Si la négativité semble s'imposer comme un principe général chez Faulkner, si dans sa vision du monde aucun mouvement ne paraît susceptible de conduire à une transformation radicale des rôles qui nous ont été préalablement assignés sur l'échiquier visible du réel, c'est en même temps par ce même principe de négation, à condition que nous puissions réaliser et accepter qu'il est totalement vain de se battre contre ce qui aura toujours été là, que nous pourrions trouver une possibilité de rédemption à notre portée, ou tout au moins d'apaisement face au « bruit et à la fureur » shakespearien intrinsèques à la construction humaine -«Life is a tale, told by un idiot, full of sound and fury signifying nothing»-, ritournelle obsédante chez Faulkner ayant donné le titre et servi d'exergue à un de ses romans les plus célèbres.

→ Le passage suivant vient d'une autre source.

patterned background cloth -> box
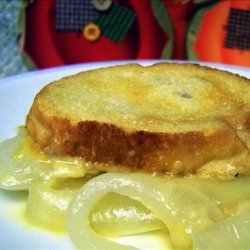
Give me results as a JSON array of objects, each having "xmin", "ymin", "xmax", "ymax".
[
  {"xmin": 56, "ymin": 0, "xmax": 98, "ymax": 32},
  {"xmin": 224, "ymin": 8, "xmax": 250, "ymax": 51},
  {"xmin": 1, "ymin": 0, "xmax": 249, "ymax": 79},
  {"xmin": 0, "ymin": 0, "xmax": 34, "ymax": 78},
  {"xmin": 56, "ymin": 0, "xmax": 135, "ymax": 43},
  {"xmin": 94, "ymin": 3, "xmax": 136, "ymax": 43}
]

C'est en fuyant à travers champs la traque implacable lancée contre lui après le meurtre qu'il a commis, que Joe Christmas, « courant sans but », se sentira pour la première fois de son existence « léger, impondérable» : «il ne pouvait jamais savoir quand il passerait de la nuit au jour, quand il s'apercevrait avoir dormi sans se rappeler s'être couché, ou quand il se trouverait en marche sans se rappeler qu'il avait cessé de dormir». Progresser enfin en toute légèreté, «au hasard, exprès, sur une terre sans consistance». Ici et maintenant : plus de mémoire, plus de conscience, plus de temps. Lumière d'août éclairant les ténèbres, permettant enfin de triompher sur sa destinée tragique avant le baisser de rideau. The rest is silence.